Seit dem 1. April müssen die Hauptzutaten von verarbeiteten Lebensmitteln gut sichtbar gekennzeichnet sein.

Nun ist es soweit. Seit Jahren ist es ein Ziel des Bauernbundes, die Herkunftsangaben zu verbessern. „Wo Österreich draufsteht, muss auch Österreich drinnen sein“. Konkret müssen zweideutige Herkunftsauslobungen, die freiwillig verwendet werden, durch verpflichtende Ergänzungen täuschungssicher gemacht werden. Ein Etappensieg ist somit gelungen.

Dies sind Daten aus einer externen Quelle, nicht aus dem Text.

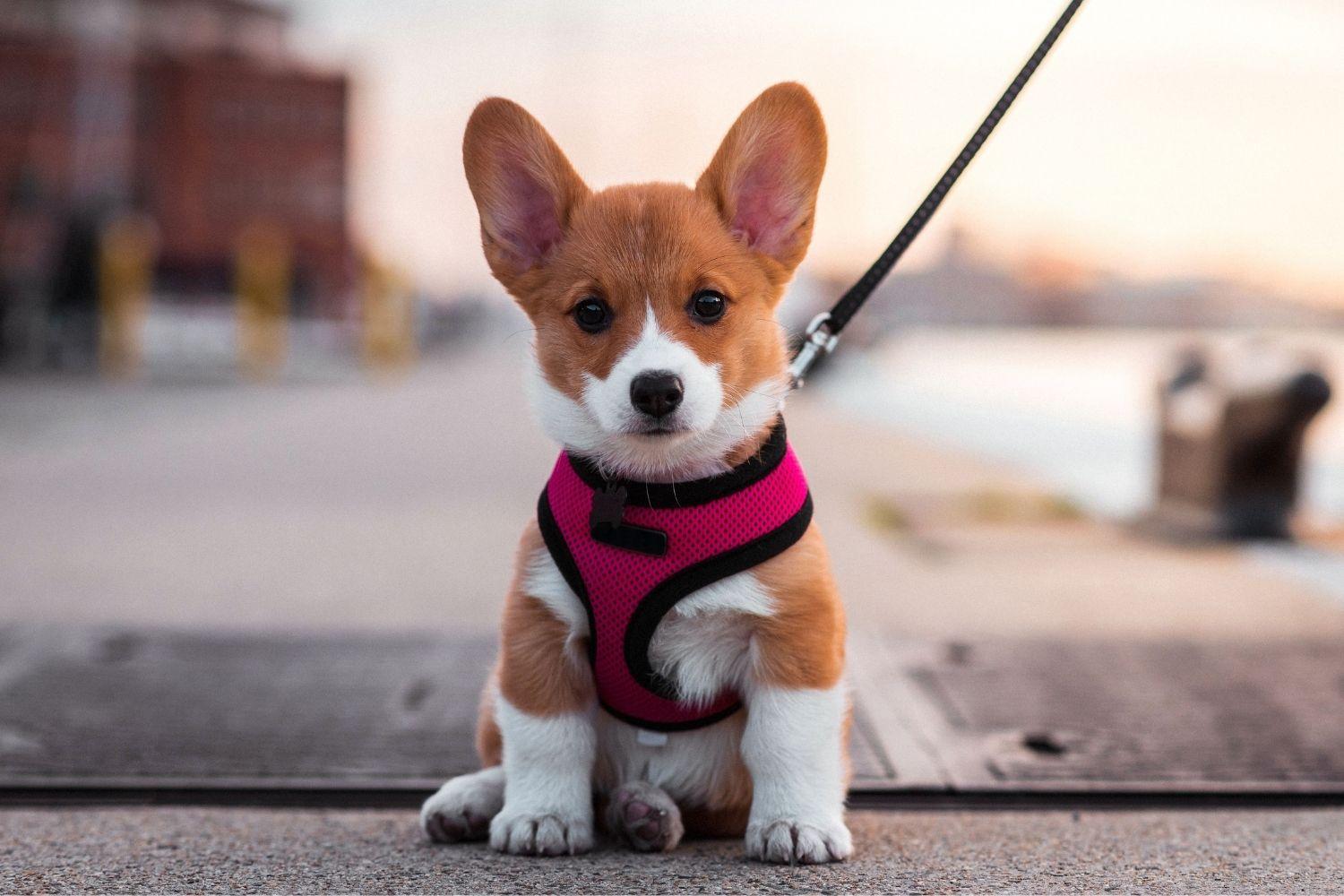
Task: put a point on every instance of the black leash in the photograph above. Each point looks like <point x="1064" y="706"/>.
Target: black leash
<point x="824" y="330"/>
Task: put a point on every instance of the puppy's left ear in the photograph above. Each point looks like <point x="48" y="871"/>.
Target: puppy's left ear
<point x="763" y="179"/>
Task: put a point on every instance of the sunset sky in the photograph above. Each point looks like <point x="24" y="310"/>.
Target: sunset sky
<point x="1201" y="137"/>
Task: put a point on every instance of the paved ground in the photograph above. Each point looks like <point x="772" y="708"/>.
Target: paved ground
<point x="268" y="850"/>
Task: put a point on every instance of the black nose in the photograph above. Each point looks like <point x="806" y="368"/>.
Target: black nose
<point x="656" y="392"/>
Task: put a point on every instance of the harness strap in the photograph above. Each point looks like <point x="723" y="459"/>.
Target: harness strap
<point x="825" y="328"/>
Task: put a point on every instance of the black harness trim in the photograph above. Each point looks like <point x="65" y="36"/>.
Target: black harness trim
<point x="666" y="595"/>
<point x="679" y="495"/>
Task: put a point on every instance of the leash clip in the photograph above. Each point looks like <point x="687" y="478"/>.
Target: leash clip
<point x="817" y="340"/>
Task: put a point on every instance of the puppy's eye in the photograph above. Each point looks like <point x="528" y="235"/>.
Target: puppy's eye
<point x="593" y="314"/>
<point x="707" y="306"/>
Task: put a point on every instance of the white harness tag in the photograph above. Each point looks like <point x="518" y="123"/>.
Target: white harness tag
<point x="650" y="737"/>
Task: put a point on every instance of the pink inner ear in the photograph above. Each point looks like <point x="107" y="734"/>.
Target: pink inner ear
<point x="766" y="207"/>
<point x="529" y="222"/>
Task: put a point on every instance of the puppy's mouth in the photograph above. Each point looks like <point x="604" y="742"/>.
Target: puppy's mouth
<point x="659" y="430"/>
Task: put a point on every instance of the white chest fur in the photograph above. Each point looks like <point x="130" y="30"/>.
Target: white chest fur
<point x="703" y="645"/>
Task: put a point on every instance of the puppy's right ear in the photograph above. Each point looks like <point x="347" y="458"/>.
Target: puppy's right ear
<point x="524" y="187"/>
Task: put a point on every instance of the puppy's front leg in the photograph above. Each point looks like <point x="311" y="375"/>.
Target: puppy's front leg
<point x="797" y="713"/>
<point x="793" y="745"/>
<point x="545" y="711"/>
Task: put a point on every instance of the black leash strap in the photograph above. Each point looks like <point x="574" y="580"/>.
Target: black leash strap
<point x="825" y="328"/>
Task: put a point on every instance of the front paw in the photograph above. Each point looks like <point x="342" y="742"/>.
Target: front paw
<point x="798" y="841"/>
<point x="527" y="833"/>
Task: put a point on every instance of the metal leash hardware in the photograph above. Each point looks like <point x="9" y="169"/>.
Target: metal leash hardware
<point x="824" y="330"/>
<point x="817" y="340"/>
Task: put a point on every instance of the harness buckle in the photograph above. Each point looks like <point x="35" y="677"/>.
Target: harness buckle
<point x="817" y="340"/>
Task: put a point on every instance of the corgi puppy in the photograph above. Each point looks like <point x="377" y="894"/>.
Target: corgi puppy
<point x="672" y="646"/>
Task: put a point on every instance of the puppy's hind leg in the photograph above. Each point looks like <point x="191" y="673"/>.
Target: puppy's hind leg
<point x="644" y="817"/>
<point x="464" y="806"/>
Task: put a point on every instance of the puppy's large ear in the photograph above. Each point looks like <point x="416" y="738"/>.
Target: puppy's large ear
<point x="765" y="177"/>
<point x="523" y="185"/>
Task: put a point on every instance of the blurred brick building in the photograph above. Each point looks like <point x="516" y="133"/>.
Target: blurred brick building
<point x="191" y="110"/>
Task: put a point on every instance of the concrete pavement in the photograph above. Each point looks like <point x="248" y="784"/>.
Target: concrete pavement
<point x="1027" y="852"/>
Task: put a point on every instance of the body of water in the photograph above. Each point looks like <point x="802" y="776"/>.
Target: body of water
<point x="1073" y="409"/>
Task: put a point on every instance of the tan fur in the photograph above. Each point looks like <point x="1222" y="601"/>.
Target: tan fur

Die Herkunft der Hauptzutaten in verarbeiteten Lebensmitteln muss für den Konsumenten rasch erkennbar sein. „Die Konsumenten wollen wissen, was sie kaufen. Nur so können sich Konsumenten ganz bewusst für ein österreichisches regionales Qualitätslebensmittel entscheiden“, so der Landesobmann des OÖ Bauernbundes LR Max Hiegelsberger.

Bis jetzt galt, gemäß EU-Recht: Wird ein Produkt in mehreren Ländern hergestellt, so gilt jenes Land als Ursprungsland, in dem der letzte wesentliche Verarbeitungsschritt erfolgte. Bisher zählte also nicht der Rohstoff, sondern der letzte Verarbeitungsschritt.

Das Spiel mit den rot-weiß-roten Fähnchen und Herzen auf Lebensmitteln ist jetzt zu Ende. Bis zuletzt konnte man dies auf Lebensmitteln aus dem Ausland finden. „Wir, als Bauernbund haben das schon immer beanstandet. Das war eine perfekte Täuschung der Konsumenten. Sie verdienen Ehrlichkeit und Transparenz“, betont Hiegelsberger.

Beispiele aus der Praxis

„Mühlviertler Speck“

  • Wenn Fleisch nicht aus Österreich kommt, muss „Fleisch nicht aus Österreich“ draufstehen, oder „Fleisch aus Deutschland“ oder „Fleisch aus der EU“.
  • Dasselbe gilt, wenn nur eine rot-weiß-rote Fahne als Herkunftshinweis drauf ist.
  • Der verpflichtende zusätzliche Hinweis („Fleisch nicht aus Österreich“) muss immer im gleichen Sichtfeld sein.

„Erdbeerjoghurt“

  • Beispiel: das Erdbeerjoghurt mit Milch aus Österreich enthält Erdbeeren aus Marokko. D.h. es muss angeben werden „Erdbeeren aus Nicht-EU“ oder „Erdbeeren aus Marokko“
  • In der Praxis bedeutet das, ein Erdbeerjoghurt mit einem AMA-Gütesiegel und der Herkunftsangabe „Erdbeeren aus Marokko“

EU-Primärzutatenverordnung ist Erfolg, aber noch nicht das Ziel

Die Herkunft bei Lebensmitteln muss noch viel transparenter ausgelobt werden. Das erfordert eine verpflichtende Herkunftskennzeichnung. Den dringendsten Nachbesserungsbedarf sehen wir bei der Kennzeichnung von Lebensmitteln mit den Primärzutaten Milch, Fleisch und Eier in der Gemeinschaftsverpflegung und bei verarbeiteten Produkten.

Transparenz für unsere Bauern

Mehr Transparenz ist nicht nur für Konsumenten wichtig, sondern wird auch allen Teilnehmern der Wertschöpfungskette langfristig helfen. „Wir müssen daher weiterhin auf österreichische Qualitätsprodukte setzen, um die bäuerlichen Familienbetriebe zu unterstützen“, so Hiegelsberger abschließend.